The insurgents also captured the town of Dhuluiyah just 90 kilometers (60 miles) from Baghdad, army officers said, as they pushed into a province whose mixed Arab and Kurdish and Sunni and Shiite population has made it a byword for violence ever since the 2003 overthrow of Sunni Arab dictator Saddam Hussein.

ISIL spokesman Abu Mohammed al-Adnani vowed the jihadists would not stop there, but would press on to the capital and the Shiite shrine city of Karbala, visited by millions of pilgrims from around the world each year.

The Shiite-led government in Baghdad has been left floundering by the speed of the jihadist assault.

Prime Minister Nouri al-Maliki said he would seek parliament's authorization to declare a state of emergency but MPs failed to muster a quorum for the vote on Thursday.

Only 128 out of 325 MPs showed up for the session, which was announced two days before, a senior official said.

The swift collapse of Baghdad's control comes on top of the loss of Fallujah, west of Baghdad, at the start of the year. It has been a blow for Western governments that invested lives and money in the invasion that toppled Saddam.

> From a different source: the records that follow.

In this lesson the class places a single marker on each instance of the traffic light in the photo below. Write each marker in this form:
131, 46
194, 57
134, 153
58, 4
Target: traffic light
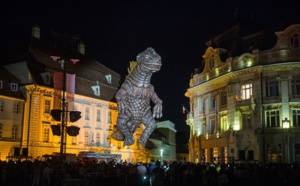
75, 116
55, 130
56, 114
73, 130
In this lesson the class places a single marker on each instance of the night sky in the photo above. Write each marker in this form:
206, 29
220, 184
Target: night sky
114, 33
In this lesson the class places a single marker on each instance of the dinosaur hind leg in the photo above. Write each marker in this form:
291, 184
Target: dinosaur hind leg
150, 125
124, 126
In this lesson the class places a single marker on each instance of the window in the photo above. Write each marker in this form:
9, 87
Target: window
203, 105
1, 106
46, 134
74, 140
295, 41
1, 129
246, 91
272, 88
14, 87
224, 123
16, 108
212, 125
295, 86
98, 138
212, 102
98, 115
47, 106
86, 138
108, 78
87, 113
296, 118
247, 121
212, 62
109, 117
223, 98
273, 118
14, 133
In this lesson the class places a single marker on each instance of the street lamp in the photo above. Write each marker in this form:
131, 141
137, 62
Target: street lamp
162, 154
60, 115
286, 126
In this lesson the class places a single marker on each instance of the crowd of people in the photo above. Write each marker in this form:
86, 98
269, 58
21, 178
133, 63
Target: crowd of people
154, 173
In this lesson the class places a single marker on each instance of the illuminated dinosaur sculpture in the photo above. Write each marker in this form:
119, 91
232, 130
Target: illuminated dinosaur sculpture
134, 98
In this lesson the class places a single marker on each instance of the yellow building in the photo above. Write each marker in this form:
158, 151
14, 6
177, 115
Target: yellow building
245, 102
27, 127
29, 93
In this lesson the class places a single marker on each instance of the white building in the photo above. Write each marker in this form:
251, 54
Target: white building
245, 102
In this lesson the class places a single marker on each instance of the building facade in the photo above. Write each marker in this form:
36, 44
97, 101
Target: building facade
245, 102
31, 84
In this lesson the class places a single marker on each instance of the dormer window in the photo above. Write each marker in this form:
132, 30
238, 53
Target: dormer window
108, 78
295, 41
14, 87
212, 62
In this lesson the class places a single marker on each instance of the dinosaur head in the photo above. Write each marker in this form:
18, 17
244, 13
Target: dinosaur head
149, 60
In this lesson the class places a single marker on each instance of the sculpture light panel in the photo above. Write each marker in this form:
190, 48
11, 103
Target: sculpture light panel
133, 99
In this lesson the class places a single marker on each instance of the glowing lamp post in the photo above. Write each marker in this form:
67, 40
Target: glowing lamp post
60, 115
162, 154
286, 127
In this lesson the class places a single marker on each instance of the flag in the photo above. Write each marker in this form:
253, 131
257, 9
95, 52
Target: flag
216, 112
184, 109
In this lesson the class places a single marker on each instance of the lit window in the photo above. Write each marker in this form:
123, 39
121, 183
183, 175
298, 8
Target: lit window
109, 117
246, 91
224, 124
16, 108
14, 132
273, 118
98, 116
14, 87
212, 102
46, 134
295, 83
212, 62
108, 78
98, 139
223, 98
1, 106
296, 118
47, 106
1, 129
74, 140
87, 113
86, 137
212, 124
272, 88
247, 121
295, 41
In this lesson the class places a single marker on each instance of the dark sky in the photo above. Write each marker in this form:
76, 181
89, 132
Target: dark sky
114, 33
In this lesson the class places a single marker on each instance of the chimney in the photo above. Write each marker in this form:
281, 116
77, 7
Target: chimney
36, 32
81, 48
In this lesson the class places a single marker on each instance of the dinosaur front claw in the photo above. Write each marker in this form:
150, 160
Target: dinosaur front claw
128, 141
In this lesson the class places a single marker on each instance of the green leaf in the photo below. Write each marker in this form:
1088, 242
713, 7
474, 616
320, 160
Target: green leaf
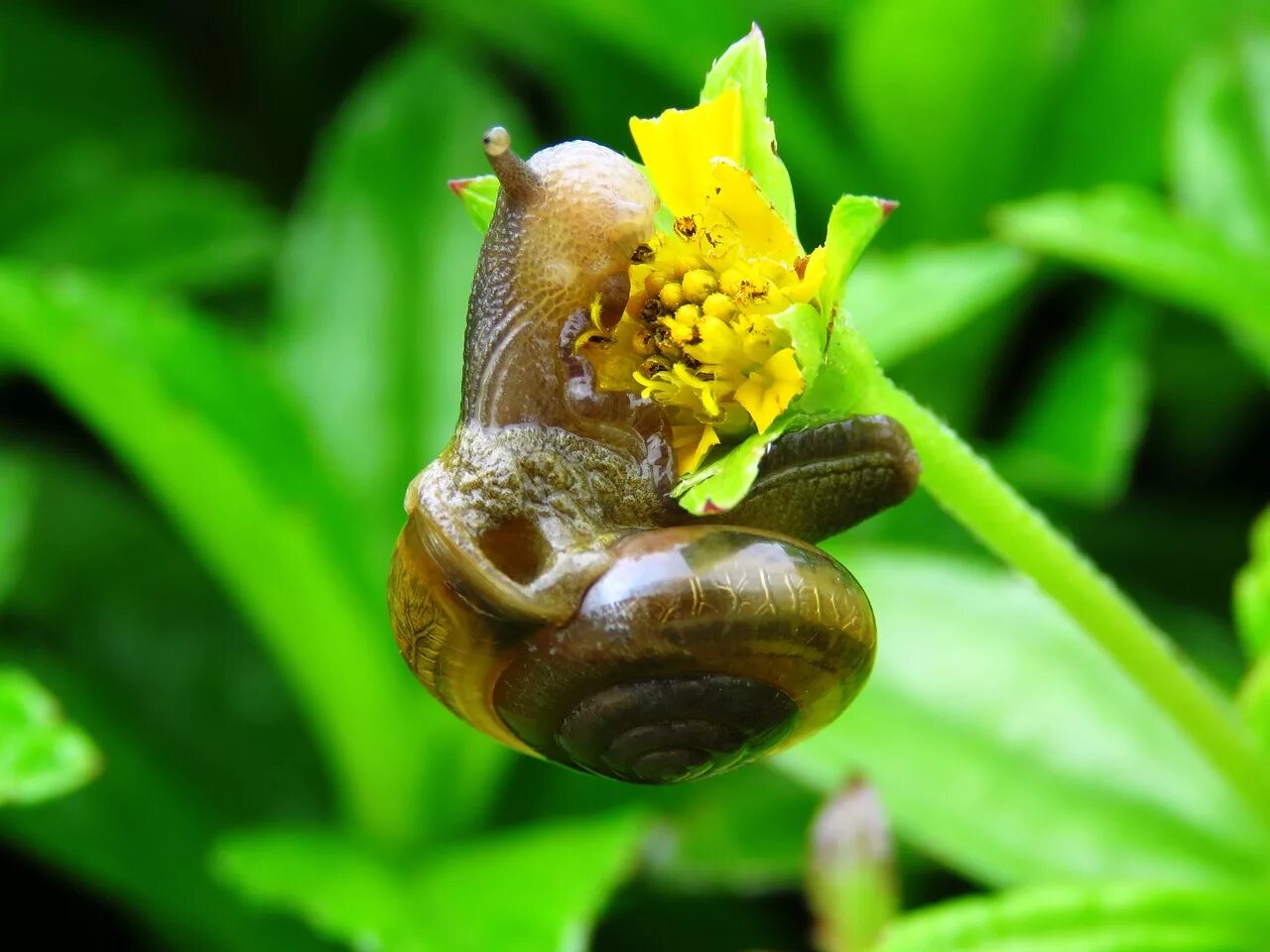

The Iraqi foreign minister, a Kurd and a longtime British exile, acknowledged the collapse of the security forces in Mosul and other cities had been precipitate, with many personnel simply melting away after discarding their uniforms.

"It is a setback definitely for the Iraqi security forces, who collapsed in the largest city and abandoned their weapons and equipment," he said.

Zebari said the security forces were mounting a fightback in Tikrit -- the hometown of the now executed Saddam -- and residents reported an air strike on the dictator's former palace in the town.

Washington is considering several options for offering military assistance to Baghdad, including drone strikes, a U.S. official told AFP on condition of anonymity.

Resorting to such aircraft -- used in Afghanistan, Pakistan and Yemen in a highly controversial program -- would mark a dramatic shift in the U.S. engagement in Iraq, after the last American troops pulled out in late 2011.

State Department spokeswoman Jen Psaki said the U.S. was committed to "working with the Iraqi government and leaders across Iraq to support a unified approach against ISIL's continued aggression."

But there is no current plan to send U.S. troops back into Iraq, where around 4,500 American soldiers died in the bitter conflict.

And NATO chief Anders Fogh Rasmussen said he saw no role in Iraq for the Western alliance in the battle against the thousands of jihadists, among them many Westerners, fighting in both Iraq and neighboring Syria.

Russian Foreign Minister Sergei Lavrov said the spectacular collapse of the Western-trained Iraqi army exposed the failings of the 2003 invasion.

"The events in Iraq illustrate the total failure of the adventure involving the United States and Britain," he said.

Iranian President Hasan Rouhani went live on television to denounce the "extremist, terrorist group that is acting savagely" in Iraq.

He said he would meet later with the Supreme National Security Council, which would have to approve any military support Tehran might want to provide to Baghdad.

Turkey said it was holding talks to secure the release of dozens of its citizens kidnapped by Islamist militants in northern Iraq amid international calls for their release.

"We are in touch with all the groups in Iraq including Kurds and Turkmens," a government official told AFP.

The city of Kirkuk, which Kurdish forces took over on Thursday, has Turkmen and Christian minorities as well as a substantial Arab population, some of it deliberately settled by Saddam to undercut historic Kurdish claims to the province's oil wealth.

The Kurds have never given up their claim to the city, returning to war with Baghdad in the 1970s to press their demand for the city to be incorporated in their autonomous region in the north.

The Kurdish minister responsible for the autonomous region's former rebel security forces was targeted by a bomb attack as he made an inspection tour of the city's outskirts on Thursday but escaped unharmed.

Kirkuk Governor Najm al-Din Karim said Kurdish forces had filled in gaps left by Iraqi soldiers who withdrew from their positions in the province.

"Army forces are no longer present, as happened in Mosul and Salaheddin," Karim said.